Govt facing an uphill battle in al-Bashir debacle

Government is being criticised for failing to fulfil its legal obligations to the ICC.

Sudanese President Omar al-Bashir. Picture:AFP.

PRETORIA - Government is facing an uphill battle in appealing the High Court ruling that its failure to arrest Sudanese President Omar al-Bashir was unconstitutional.

A full bench led by Judge Dunstan Mlambo criticised government for failing to fulfil its legal obligations to the International Criminal Court (ICC).

Al-Bashir is wanted by the ICC on charges including war crimes and genocide.

The Sudanese leader slipped out of the country from Waterkloof Air Force Base two weeks ago while the High Court in Pretoria was in session.

He was in South Africa to attend the African Union Summit in Sandton.

The judges dismissed the argument that a government notice and Cabinet decision superseded its duties adopted in the Rome Statute.

Law professor Karthy Govender says government will first have to apply for leave to appeal.

He says the real challenge is for government to convince the court that a domestic law, which was passed to give effect to the Rome Statute, gives allowances in certain circumstances not to arrest someone for whom there is an arrest warrant.

"Alternatively an AU resolution and an executive determination would allow us to override a law of this country, which appears quite difficult so I can't see the government winning on this point."

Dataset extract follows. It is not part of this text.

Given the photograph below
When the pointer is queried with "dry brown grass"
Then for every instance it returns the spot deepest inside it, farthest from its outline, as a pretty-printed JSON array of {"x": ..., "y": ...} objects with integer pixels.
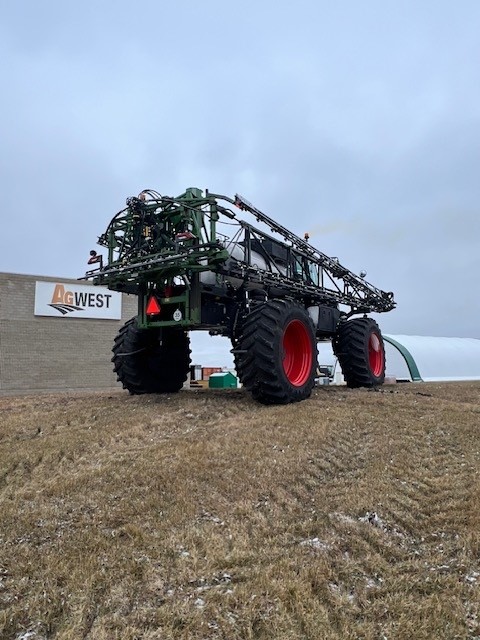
[{"x": 205, "y": 515}]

Government says the basis for its appeal will be set out in court papers.


While government has announced it intends appealing the decision ordering the arrest of al-Bashir, legal experts have questioned whether the courts will even entertain such an appeal.

Independent legal analyst James Grant says government would first need to convince the full bench that there is a reasonable prospect of an appeal being successful.

"Something that would be difficult to establish is, even if they were successful that there would be some practical effect to winning that appeal."

Law professor Karthy Govender said, "The challenge is they would have to convince the court that the domestic law which was passed to give effect to the wrong statue permits them not in certain circumstances to arrest someone on whom there was a warrant for arrest."

Government's grounds for lodging its appeal will be made known when it files its affidavit.